8. The user gains access to the application.

Prerequisites

• Sign up for an Okta account.

• IdP factor authentication Okta's early access feature is used as the integration point. Contact Okta to enable this capability.

Add Okta integration

Follow this procedure to generate the security components to supply your Okta tenant and, later, enable the communication between ​Akamai MFA​ and Okta.

1. In the Enterprise Center navigation menu, select Multi-factor Authentication > Integrations.

2. Click Add Integration (+).

3. In Integration Type, select Okta.

4. In Name, enter a unique name for your Okta integration.

5. Click Save and Deploy.
   You’ve just generated your Issuer URI, SSO URL, and Certificate. This data will be available for you on the integration page. Your integration credentials can be copied anytime and used to configure the integration in the Okta Admin portal.

Configure ​Akamai MFA​ in Okta

Follow these steps to configure ​Akamai MFA​ in the Okta admin console. With this configuration, you enable a connection between ​Akamai MFA​ and Okta via SAML protocol.

1. Log in to your Okta account at https://<your tenant name>.okta.com. Click Admin to get into your administrator console.

2. Go to Security > Identity Providers.

3. Click Add identity provider, select SAML 2.0 IdP, and click Next.
   The Configure SAML 2.0 IdP page opens.

4. In General settings, enter the ​Akamai MFA​ integration name.

5. In Authentication settings, select Factor only in IdP Usage.

6. In SAML protocol settings, paste the data copied from ​Akamai MFA​ integration page: Issuer URI, SSO URL, Certificate.

7. Click Finish.

8. On the Edit IdP page, navigate to Summary and click Download metadata.

9. Go back to the Okta integration in ​Akamai Control Center​, and in Okta SP Settings click Provision.

10. In the Upload Okta Metadata dialog, click Metadata (the orange folder icon), and select the metadata.xml file that you previously downloaded by clicking Upload.
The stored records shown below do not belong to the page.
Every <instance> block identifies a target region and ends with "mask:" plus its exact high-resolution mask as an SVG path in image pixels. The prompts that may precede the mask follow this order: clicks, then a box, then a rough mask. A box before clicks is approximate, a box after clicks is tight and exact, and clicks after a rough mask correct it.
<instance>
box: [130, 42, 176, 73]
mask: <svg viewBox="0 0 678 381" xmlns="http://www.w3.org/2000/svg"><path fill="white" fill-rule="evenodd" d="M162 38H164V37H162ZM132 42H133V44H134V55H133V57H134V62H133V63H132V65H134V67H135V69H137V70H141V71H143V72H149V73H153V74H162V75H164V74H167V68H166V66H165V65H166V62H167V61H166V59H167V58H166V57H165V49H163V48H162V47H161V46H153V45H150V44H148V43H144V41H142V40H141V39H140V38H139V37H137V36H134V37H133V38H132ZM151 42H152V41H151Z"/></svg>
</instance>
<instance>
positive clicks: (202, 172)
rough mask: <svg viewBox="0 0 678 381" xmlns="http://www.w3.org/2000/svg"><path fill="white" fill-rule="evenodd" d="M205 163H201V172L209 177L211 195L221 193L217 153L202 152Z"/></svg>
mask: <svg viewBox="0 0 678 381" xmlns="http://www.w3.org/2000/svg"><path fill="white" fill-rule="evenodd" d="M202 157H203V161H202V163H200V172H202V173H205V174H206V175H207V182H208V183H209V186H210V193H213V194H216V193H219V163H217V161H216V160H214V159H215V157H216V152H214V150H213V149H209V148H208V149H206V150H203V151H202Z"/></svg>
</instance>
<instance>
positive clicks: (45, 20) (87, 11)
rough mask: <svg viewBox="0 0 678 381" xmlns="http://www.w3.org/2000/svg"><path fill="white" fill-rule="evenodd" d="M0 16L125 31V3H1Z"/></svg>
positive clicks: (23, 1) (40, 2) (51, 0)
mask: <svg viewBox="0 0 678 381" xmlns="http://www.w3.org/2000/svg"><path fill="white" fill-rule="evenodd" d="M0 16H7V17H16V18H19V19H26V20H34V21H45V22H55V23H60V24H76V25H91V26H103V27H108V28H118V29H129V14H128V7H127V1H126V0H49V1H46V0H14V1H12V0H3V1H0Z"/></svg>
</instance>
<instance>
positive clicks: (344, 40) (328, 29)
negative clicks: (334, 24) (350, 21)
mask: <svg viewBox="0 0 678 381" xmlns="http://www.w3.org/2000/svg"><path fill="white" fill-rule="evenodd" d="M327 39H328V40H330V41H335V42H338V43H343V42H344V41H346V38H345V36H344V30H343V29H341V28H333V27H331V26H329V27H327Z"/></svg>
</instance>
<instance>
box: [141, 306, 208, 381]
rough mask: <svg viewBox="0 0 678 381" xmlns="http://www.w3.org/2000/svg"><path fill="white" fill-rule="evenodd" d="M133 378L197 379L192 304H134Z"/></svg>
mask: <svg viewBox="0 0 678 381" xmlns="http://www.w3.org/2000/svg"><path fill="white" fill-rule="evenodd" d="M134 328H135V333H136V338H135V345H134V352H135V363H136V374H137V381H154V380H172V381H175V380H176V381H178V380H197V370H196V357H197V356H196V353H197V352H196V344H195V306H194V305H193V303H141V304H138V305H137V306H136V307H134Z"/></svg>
When metadata displays in Metadata Content, click Upload to confirm.
    The uploaded metadata appears in the Okta SP Settings section.
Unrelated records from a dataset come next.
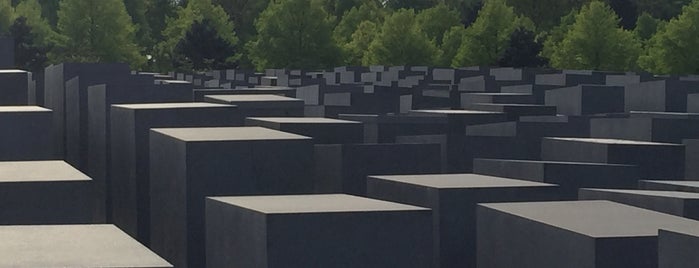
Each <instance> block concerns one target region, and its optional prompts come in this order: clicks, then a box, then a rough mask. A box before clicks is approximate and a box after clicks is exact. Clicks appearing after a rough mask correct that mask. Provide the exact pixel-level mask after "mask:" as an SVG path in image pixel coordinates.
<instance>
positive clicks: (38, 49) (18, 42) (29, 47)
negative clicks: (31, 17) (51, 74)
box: [10, 10, 48, 72]
mask: <svg viewBox="0 0 699 268" xmlns="http://www.w3.org/2000/svg"><path fill="white" fill-rule="evenodd" d="M39 11H40V10H39ZM10 36H12V37H13V38H14V40H15V65H16V66H17V67H18V68H20V69H23V70H28V71H31V72H37V71H42V70H43V68H44V65H45V64H46V61H47V60H48V58H47V57H46V52H47V51H48V49H47V48H46V47H44V46H41V45H39V44H38V42H35V38H34V34H33V31H32V28H31V27H30V26H29V25H28V24H27V18H25V17H19V18H17V19H16V20H15V22H14V23H13V24H12V26H10Z"/></svg>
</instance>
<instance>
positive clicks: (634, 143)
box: [545, 138, 682, 146]
mask: <svg viewBox="0 0 699 268" xmlns="http://www.w3.org/2000/svg"><path fill="white" fill-rule="evenodd" d="M545 139H550V140H561V141H577V142H588V143H599V144H608V145H662V146H682V145H680V144H672V143H660V142H649V141H634V140H620V139H598V138H545Z"/></svg>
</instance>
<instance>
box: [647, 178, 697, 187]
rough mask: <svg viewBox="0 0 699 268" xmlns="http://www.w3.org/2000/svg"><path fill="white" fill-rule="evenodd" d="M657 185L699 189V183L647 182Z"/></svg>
mask: <svg viewBox="0 0 699 268" xmlns="http://www.w3.org/2000/svg"><path fill="white" fill-rule="evenodd" d="M647 182H651V183H655V184H667V185H676V186H683V187H696V188H699V181H651V180H649V181H647Z"/></svg>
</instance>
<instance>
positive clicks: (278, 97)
mask: <svg viewBox="0 0 699 268" xmlns="http://www.w3.org/2000/svg"><path fill="white" fill-rule="evenodd" d="M204 100H205V101H207V102H213V103H221V104H230V105H236V106H238V108H239V109H240V112H241V113H242V114H243V116H244V117H253V116H303V105H304V102H303V100H301V99H295V98H289V97H284V96H277V95H265V94H259V95H258V94H252V95H212V96H204Z"/></svg>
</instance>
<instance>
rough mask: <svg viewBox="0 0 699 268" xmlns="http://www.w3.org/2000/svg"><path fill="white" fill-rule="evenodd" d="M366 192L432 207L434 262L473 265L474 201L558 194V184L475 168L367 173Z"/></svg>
mask: <svg viewBox="0 0 699 268" xmlns="http://www.w3.org/2000/svg"><path fill="white" fill-rule="evenodd" d="M367 196H368V197H371V198H376V199H382V200H387V201H392V202H399V203H404V204H411V205H415V206H421V207H427V208H431V209H432V210H433V214H432V218H433V222H434V237H435V238H434V243H433V245H432V251H433V252H434V255H435V261H434V265H433V266H434V267H445V268H446V267H475V265H476V242H475V241H476V221H475V219H476V204H477V203H481V202H515V201H551V200H558V198H559V191H558V187H557V186H556V185H552V184H546V183H540V182H531V181H524V180H514V179H507V178H500V177H493V176H485V175H477V174H432V175H397V176H369V178H368V179H367Z"/></svg>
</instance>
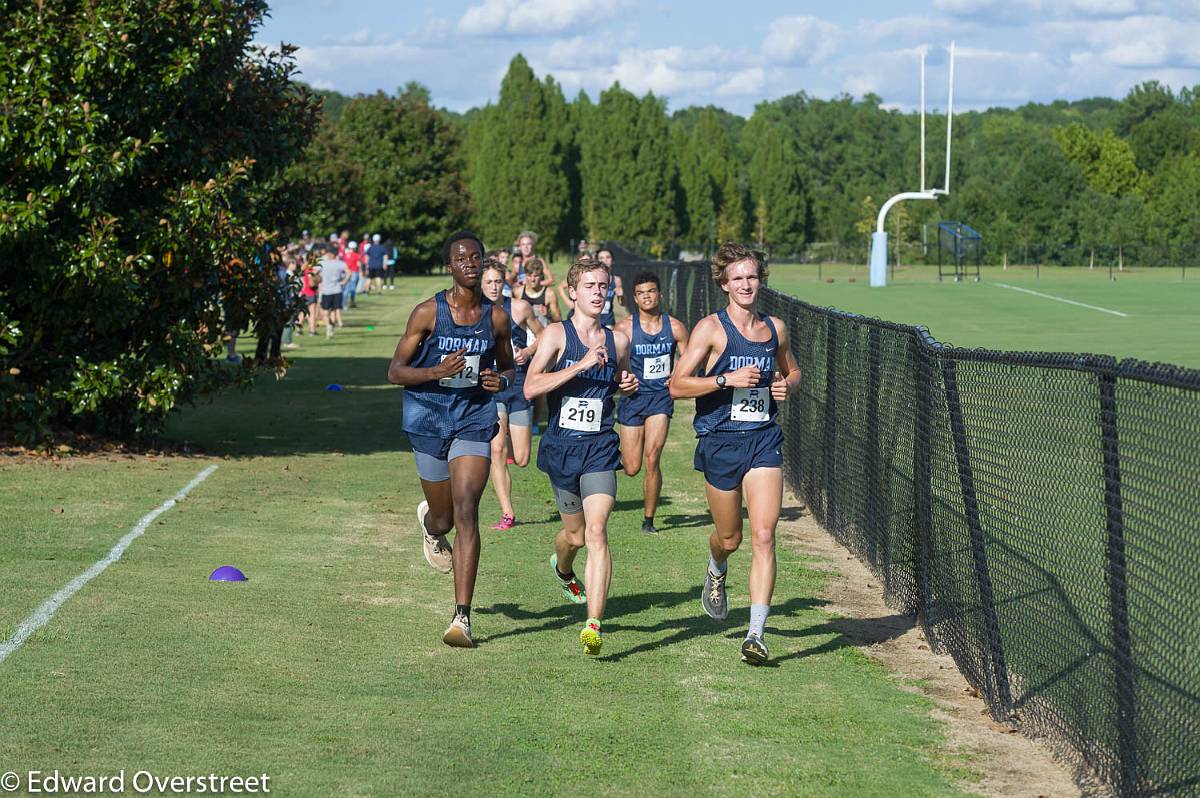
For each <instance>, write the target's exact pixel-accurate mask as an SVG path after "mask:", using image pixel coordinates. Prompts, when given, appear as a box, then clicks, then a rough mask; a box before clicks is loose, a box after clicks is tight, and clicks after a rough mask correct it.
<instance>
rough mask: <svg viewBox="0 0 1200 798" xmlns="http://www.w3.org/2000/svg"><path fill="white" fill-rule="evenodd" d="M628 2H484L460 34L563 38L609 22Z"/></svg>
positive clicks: (474, 35) (463, 25)
mask: <svg viewBox="0 0 1200 798" xmlns="http://www.w3.org/2000/svg"><path fill="white" fill-rule="evenodd" d="M624 5H626V2H625V0H616V1H610V2H595V1H593V0H484V2H481V4H480V5H478V6H472V7H470V8H467V11H466V12H464V13H463V16H462V18H461V19H460V20H458V31H460V32H463V34H470V35H474V36H488V35H499V34H509V35H545V34H562V32H568V31H571V30H575V29H577V28H582V26H587V25H590V24H594V23H595V22H598V20H600V19H605V18H607V17H610V16H612V14H614V13H616V12H617V11H619V10H620V7H622V6H624Z"/></svg>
11. Go back to the Okta portal.

12. Go to Security > Multifactor.

13. Click IdP Factor.
    The IdP Factor page opens.

14. Select your newly added IdP from the list and click Save.
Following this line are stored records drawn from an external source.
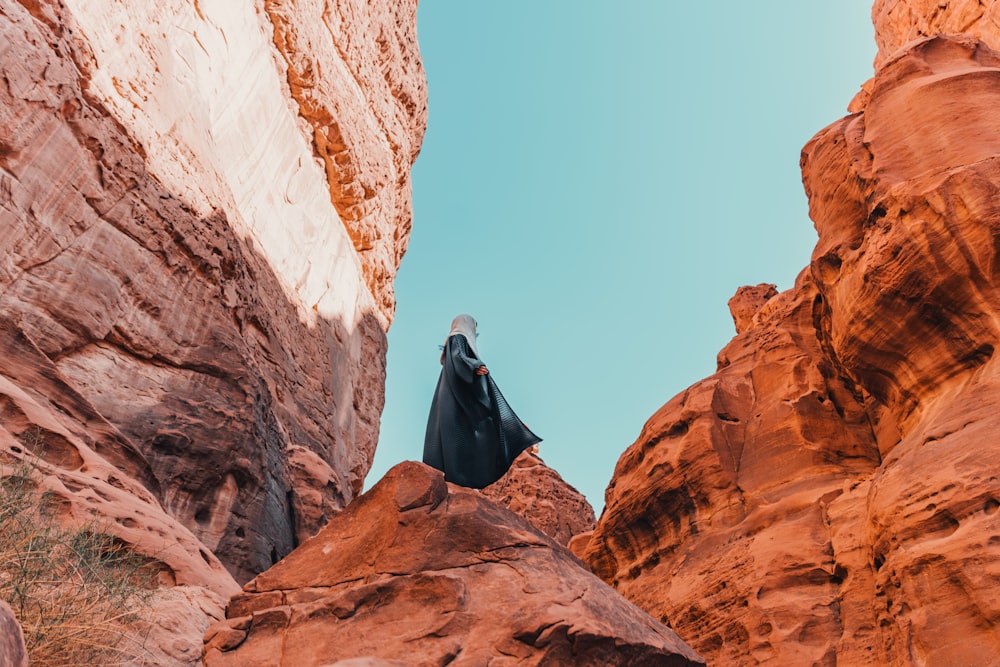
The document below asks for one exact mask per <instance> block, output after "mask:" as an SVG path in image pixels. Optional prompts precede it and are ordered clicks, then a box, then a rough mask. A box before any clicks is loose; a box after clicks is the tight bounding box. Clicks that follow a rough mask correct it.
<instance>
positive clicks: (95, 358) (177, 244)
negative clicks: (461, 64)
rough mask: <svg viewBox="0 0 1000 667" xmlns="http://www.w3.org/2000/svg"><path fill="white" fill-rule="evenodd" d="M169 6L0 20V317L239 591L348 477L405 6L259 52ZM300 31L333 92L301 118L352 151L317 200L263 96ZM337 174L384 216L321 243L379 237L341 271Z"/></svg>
mask: <svg viewBox="0 0 1000 667" xmlns="http://www.w3.org/2000/svg"><path fill="white" fill-rule="evenodd" d="M174 4H176V5H178V6H177V7H167V6H165V5H163V3H159V4H155V5H148V4H145V5H144V4H142V3H139V4H136V3H132V4H129V5H128V6H114V7H111V6H104V5H100V4H97V3H83V2H74V1H71V2H67V3H64V4H61V5H56V4H49V3H24V4H23V5H22V4H18V3H15V2H7V3H5V4H4V5H3V7H2V9H0V30H2V34H3V41H2V44H3V46H2V47H0V48H2V53H0V56H2V57H0V73H2V76H3V78H4V80H5V81H6V82H7V85H6V86H4V87H3V89H2V91H0V95H2V100H0V167H2V171H0V202H2V209H0V216H2V225H3V229H4V237H3V239H2V245H0V253H2V254H0V257H2V261H0V292H2V297H0V307H2V309H3V312H4V316H5V318H7V319H8V320H9V324H8V325H7V329H8V330H10V331H16V332H18V334H17V335H19V336H22V337H23V338H24V339H25V340H26V341H27V342H26V344H27V345H29V346H33V347H34V348H36V349H37V350H38V352H39V354H40V355H42V357H43V358H45V359H47V360H48V361H50V362H51V364H53V368H52V369H51V373H52V375H53V377H57V378H58V380H59V382H61V383H62V384H63V385H64V387H65V388H66V389H67V390H71V391H73V392H76V393H77V394H79V395H80V396H81V397H83V399H84V400H85V401H86V402H88V403H89V405H90V406H91V407H92V408H93V411H94V412H95V413H96V414H98V415H100V417H102V418H103V419H104V420H107V422H108V423H109V424H110V425H111V426H113V428H114V429H116V430H117V432H118V433H119V435H120V437H119V442H118V445H117V447H118V448H119V449H120V450H121V451H119V452H117V453H115V454H113V456H117V457H121V456H125V455H126V454H127V453H128V452H131V453H130V454H128V455H131V456H133V457H134V458H136V460H138V461H140V462H141V465H142V466H144V467H145V469H144V470H143V471H142V475H143V476H142V477H141V478H140V479H139V481H141V482H142V483H143V484H144V485H146V487H147V488H149V489H150V490H151V491H152V492H153V493H154V495H156V497H157V500H158V501H159V502H161V503H162V504H163V505H164V507H166V508H167V509H168V511H169V512H170V514H172V515H173V516H175V517H176V518H177V519H178V520H179V521H180V522H181V523H182V524H183V525H184V526H186V527H187V528H188V529H190V530H191V531H192V532H193V533H194V534H195V535H197V536H198V538H200V539H201V540H202V541H203V542H204V543H205V544H206V545H207V546H208V547H209V548H210V549H211V550H213V551H215V552H216V553H218V554H219V555H220V557H221V558H222V559H223V562H225V563H226V565H227V567H229V569H230V570H231V571H232V572H233V573H234V574H235V575H236V576H237V577H238V578H240V579H243V580H245V579H247V578H249V577H251V576H253V575H254V574H255V573H257V572H259V571H261V570H262V569H264V568H266V567H268V566H269V565H270V564H271V563H273V562H274V561H276V560H277V559H278V558H280V556H282V555H283V554H285V553H287V552H288V551H290V550H291V549H292V548H293V547H294V546H295V544H296V543H297V540H298V539H301V538H302V537H303V536H305V535H307V534H310V533H311V532H312V531H314V530H315V529H316V528H317V527H318V526H319V525H320V524H321V523H322V521H323V520H325V518H326V517H328V516H329V515H330V514H332V512H334V511H336V510H337V509H339V508H340V507H342V506H343V505H344V504H346V502H348V501H349V500H350V499H351V498H352V497H353V495H354V494H355V493H356V492H357V491H358V490H359V489H360V486H361V481H362V479H363V477H364V474H365V472H366V471H367V469H368V467H369V466H370V462H371V457H372V455H373V452H374V446H375V441H376V439H377V432H378V420H379V414H380V412H381V407H382V401H383V396H382V392H383V382H384V373H385V366H384V355H385V336H384V326H385V323H386V322H387V321H388V319H389V318H390V317H391V312H392V308H391V301H392V298H391V278H392V275H393V272H394V270H395V266H396V265H397V264H398V259H399V256H400V255H401V253H402V251H403V249H404V248H405V243H406V237H407V234H408V228H409V215H410V214H409V200H408V196H407V193H408V192H409V177H408V169H409V165H410V164H411V162H412V160H413V159H414V157H415V156H416V153H417V150H418V148H419V143H420V139H421V136H422V128H423V124H424V113H425V106H424V102H423V95H424V93H423V79H422V72H421V69H420V60H419V56H418V55H417V52H416V46H415V43H414V37H413V20H414V16H413V13H414V5H412V4H406V3H404V4H403V5H400V4H398V3H389V4H387V5H385V6H384V7H383V6H368V5H365V6H364V7H360V6H359V7H354V6H353V5H348V4H346V3H345V4H344V5H342V6H340V5H338V6H331V7H330V8H328V9H326V10H323V12H321V13H322V14H323V18H322V20H321V21H319V22H318V23H317V21H314V20H313V17H311V16H304V15H302V16H300V15H296V16H294V17H288V16H284V15H281V16H280V18H281V22H280V25H279V26H278V27H275V26H273V25H272V24H271V23H270V22H269V19H270V18H271V16H272V14H261V15H258V14H255V13H254V11H253V9H252V6H249V5H248V6H246V8H245V9H244V10H241V12H242V13H241V12H236V13H234V12H229V11H228V10H227V11H225V12H221V13H214V12H211V11H209V9H208V8H204V7H202V8H199V7H198V6H197V5H195V6H190V5H188V4H187V3H184V2H180V0H178V2H175V3H174ZM279 5H280V3H269V6H270V8H271V9H272V10H273V13H274V16H275V17H278V16H279V14H280V11H279V10H280V9H281V7H280V6H279ZM390 5H391V6H390ZM297 7H298V9H299V10H301V11H305V10H306V5H304V4H303V3H297ZM175 10H176V11H175ZM369 12H370V13H369ZM324 21H326V22H327V23H331V24H335V25H334V26H333V28H334V29H333V30H332V32H331V31H329V30H326V29H325V28H324V29H323V30H324V31H325V32H324V33H323V34H325V35H326V38H325V39H326V41H322V40H319V38H318V37H315V35H314V36H313V38H310V40H307V42H308V43H306V42H303V44H302V46H303V47H305V46H311V47H313V48H314V51H315V52H314V53H311V54H301V53H300V54H298V55H299V56H302V57H304V58H311V59H312V61H311V62H313V63H314V65H315V69H317V70H322V71H328V72H332V71H336V72H340V73H341V74H338V76H340V77H341V79H344V78H345V77H346V78H347V79H349V80H350V86H351V89H352V90H353V91H354V93H353V97H351V98H350V99H345V98H343V96H341V97H338V98H336V100H334V98H332V97H331V98H329V99H327V98H324V99H325V101H323V100H320V101H319V102H317V104H321V105H322V104H326V105H327V106H331V105H333V106H335V107H336V108H332V106H331V108H330V109H328V110H327V112H326V113H325V115H324V116H323V117H322V118H324V119H327V120H329V122H330V123H332V124H333V125H331V127H339V128H340V129H339V130H338V131H339V132H341V134H343V135H344V136H345V137H346V136H348V135H349V136H351V137H353V138H354V139H353V140H352V141H351V142H349V145H348V146H347V148H345V149H344V150H345V151H346V153H343V152H342V153H338V155H339V157H338V158H337V160H336V162H337V164H338V165H339V168H341V169H343V170H346V171H345V172H344V173H342V174H340V175H339V176H337V178H334V177H333V176H329V179H328V175H327V174H325V173H323V171H322V170H319V169H318V168H316V167H315V165H314V164H313V155H312V150H313V145H312V134H313V133H312V132H308V133H307V135H308V136H309V143H307V142H306V140H305V138H304V137H303V135H302V132H301V131H300V128H299V124H298V123H299V121H300V120H302V118H306V117H307V118H306V119H307V120H309V121H310V122H312V123H314V124H315V125H316V126H317V127H319V125H321V119H318V118H317V117H314V116H312V115H309V113H311V112H309V110H307V109H305V108H304V106H303V105H304V104H305V102H304V98H303V97H302V96H301V95H304V93H301V90H299V93H301V95H300V97H299V98H296V101H292V100H290V99H289V96H288V94H287V87H288V86H289V83H288V80H295V81H297V82H298V83H299V84H301V83H302V81H301V77H297V76H296V75H295V70H294V68H295V67H301V66H303V61H302V58H299V59H298V60H296V61H295V62H294V63H292V64H289V63H288V62H286V60H285V58H288V59H292V58H293V57H294V56H296V52H295V51H294V46H295V45H294V44H292V43H291V42H290V41H289V40H292V39H293V37H295V36H296V35H299V34H300V33H303V34H305V33H308V34H310V35H312V34H313V31H315V30H316V29H318V28H320V26H321V25H323V22H324ZM161 22H166V23H164V24H163V25H162V26H161ZM158 26H160V27H158ZM122 31H124V32H122ZM297 31H298V32H297ZM279 32H280V35H281V39H280V40H279V41H281V46H282V49H281V50H280V51H279V52H278V53H272V49H273V48H274V45H273V43H272V41H271V38H272V37H273V36H275V35H277V34H278V33H279ZM209 35H211V37H209ZM317 40H319V41H317ZM341 42H343V43H341ZM338 45H339V46H342V47H344V48H343V49H341V50H342V51H343V53H342V54H341V53H340V51H337V49H336V48H335V47H336V46H338ZM348 46H349V48H347V47H348ZM206 58H207V60H206ZM329 58H333V59H334V60H335V61H336V62H333V61H329V60H328V59H329ZM390 65H391V66H390ZM383 66H385V67H383ZM383 69H386V72H385V73H383V71H382V70H383ZM339 80H340V79H338V81H339ZM358 81H360V82H362V84H363V85H361V88H360V90H361V92H358ZM283 86H284V87H285V93H286V94H283V92H282V87H283ZM292 87H293V88H294V87H295V86H292ZM296 90H298V89H296ZM324 90H325V91H326V92H325V93H324V94H326V95H334V96H335V95H336V93H337V90H339V89H326V88H324ZM359 95H360V96H361V97H358V96H359ZM364 95H369V96H371V97H372V100H371V101H366V100H365V99H363V98H364ZM334 101H335V102H336V104H334ZM290 105H291V106H290ZM313 111H315V109H313ZM299 113H301V114H303V115H302V116H301V117H300V116H298V115H297V114H299ZM316 113H319V112H316ZM254 114H255V115H254ZM369 114H374V115H375V116H377V117H378V119H379V120H378V122H377V123H374V124H373V123H372V122H370V119H369V118H368V115H369ZM242 116H246V122H249V123H253V124H254V125H252V126H251V127H243V126H242V125H241V122H240V118H241V117H242ZM376 127H381V128H383V129H375V128H376ZM251 130H252V131H251ZM269 142H270V143H269ZM376 146H377V147H378V150H376ZM317 150H319V149H317ZM251 154H254V155H256V154H260V155H262V156H263V157H258V158H255V160H254V161H253V162H252V164H253V165H254V172H253V173H247V172H246V169H245V165H246V164H247V160H248V159H249V158H251V157H253V156H252V155H251ZM347 155H350V156H351V160H354V161H356V162H357V163H359V164H361V163H364V164H375V163H376V162H377V163H379V164H383V163H384V167H381V168H380V170H379V173H380V174H383V176H385V179H383V180H385V182H384V183H383V181H378V182H373V183H367V181H365V178H366V176H365V175H364V173H362V172H358V173H359V174H360V175H359V176H358V179H360V181H359V182H363V183H364V184H363V187H362V186H358V187H361V189H362V190H364V191H365V192H367V191H369V190H373V191H376V192H377V193H383V191H384V193H385V194H384V196H383V194H378V197H381V199H379V202H380V203H379V205H378V206H375V205H374V204H372V206H373V207H375V208H378V210H379V211H380V213H379V215H383V216H388V217H387V218H386V219H385V220H383V221H382V222H378V223H376V222H371V223H367V222H364V221H365V220H367V219H368V218H366V217H365V215H367V214H365V215H362V214H361V213H358V214H357V215H353V214H352V216H353V217H351V218H350V219H349V220H346V221H345V222H346V224H347V225H348V226H350V225H351V224H354V223H359V224H361V223H364V224H366V225H370V226H372V228H373V229H376V228H377V229H376V231H373V232H372V233H371V234H372V238H373V239H375V240H373V241H372V242H371V243H367V242H366V243H365V247H366V248H368V246H371V247H372V249H371V250H366V251H365V253H362V254H363V255H364V257H367V258H368V259H362V260H361V261H360V263H359V259H358V256H356V251H355V248H354V245H355V244H352V243H351V241H350V238H349V234H348V231H349V230H348V229H347V228H346V227H345V226H344V225H343V224H341V221H340V218H339V217H338V214H337V209H336V208H335V207H334V203H336V202H340V201H341V199H339V198H338V196H335V195H334V194H331V192H330V188H331V187H333V186H330V185H329V183H332V182H334V181H337V182H338V183H340V185H339V186H337V187H341V188H342V189H343V188H348V186H349V185H350V183H351V181H350V179H349V178H348V177H347V176H346V175H344V174H346V173H347V172H350V173H354V172H355V171H358V170H356V169H354V168H353V167H351V162H350V160H347V158H346V157H345V156H347ZM362 171H363V170H362ZM365 173H366V172H365ZM337 179H339V180H337ZM386 179H387V180H386ZM345 184H346V185H345ZM350 187H354V186H353V185H350ZM317 192H319V196H317V194H316V193H317ZM386 198H388V199H386ZM334 200H336V202H335V201H334ZM344 210H346V209H344ZM352 210H354V209H352ZM351 233H352V234H353V233H354V232H351ZM376 240H377V241H378V243H375V241H376ZM372 244H374V245H372ZM379 244H381V245H379ZM375 246H378V248H381V250H379V249H378V248H376V247H375ZM362 265H364V266H366V267H368V268H367V269H365V271H364V272H363V271H362ZM372 267H381V268H378V269H377V270H376V269H375V268H372ZM363 273H364V275H367V276H368V283H369V285H371V287H372V289H375V290H376V292H377V293H375V294H374V296H373V292H372V291H371V290H370V289H369V288H368V287H366V286H365V282H364V280H363V278H362V274H363ZM376 278H377V279H376ZM377 304H378V305H377ZM2 370H3V369H2V368H0V371H2ZM49 398H50V399H52V400H53V401H58V400H59V396H56V395H52V396H50V397H49ZM123 443H124V444H123ZM310 456H311V459H310V464H309V466H306V467H305V468H304V467H303V466H302V461H303V460H305V459H306V458H310ZM306 468H308V472H307V471H306ZM134 472H136V470H134V469H132V470H129V474H132V473H134ZM300 484H301V485H300Z"/></svg>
15. To enable the IdP Factor, click Active.

Test your configuration

Follow these steps to create a group of testers and add a policy describing the sign-on rules. With those settings, you can check how your newly created integration works.

Testing your setup allows you to experience the end users' authentication process.

📘

This step is optional.

Create a group for test users

1. Log in to Okta Portal as an administrator.

2. Go to Directory > Groups.

3. Click Add Group.

4. Enter Group name and click Add Group.

Create users

1. Log in to Okta Portal as administrator.

2. Go to Directory > People.

3. Click Add Person.

4. Fill in obligatory fields and click Save or Save and Add Another to continue adding test users.

Create a policy

1. Log in to Okta Portal as an administrator.

2. Go to Security > Authentication.

3. Click Sign On.

4. Click Add New Okta Sign-On Policy.

5. Add Policy Name and assign the previously created group.

6. Click Create Policy and Add Rule.

Add a rule

1. Set rule conditions. Remember to select Required in Multifactor authentication (MFA) is to activate secondary authentication.

2. Click Create Rule.
   Now that you added testers and set the authentication policy, you can start testing your setup.

📘

To learn more about setting up Okta sign-on policies and rules, see Configure an Okta sign-on policy in Okta documentation.

To learn how to configure an app sign-on policy, see Configure an app sign-on policy in Okta documentation. When setting up your app sign-on policy, make sure to select Prompt for factor to activate secondary authentication.

Test your setup

1. Use test user credentials to log in to Okta Portal.

2. Immediately you're informed about the secondary authentication factor and prompted to self-enroll. Click Configure factor.

3. Click Enroll to configure the secondary authentication factor.

4. You are redirected to the ​Akamai MFA​ mobile app. Click Enroll a Device to start the self-enrollment process.

See For Users to learn about the details of the self-enrollment process in the service.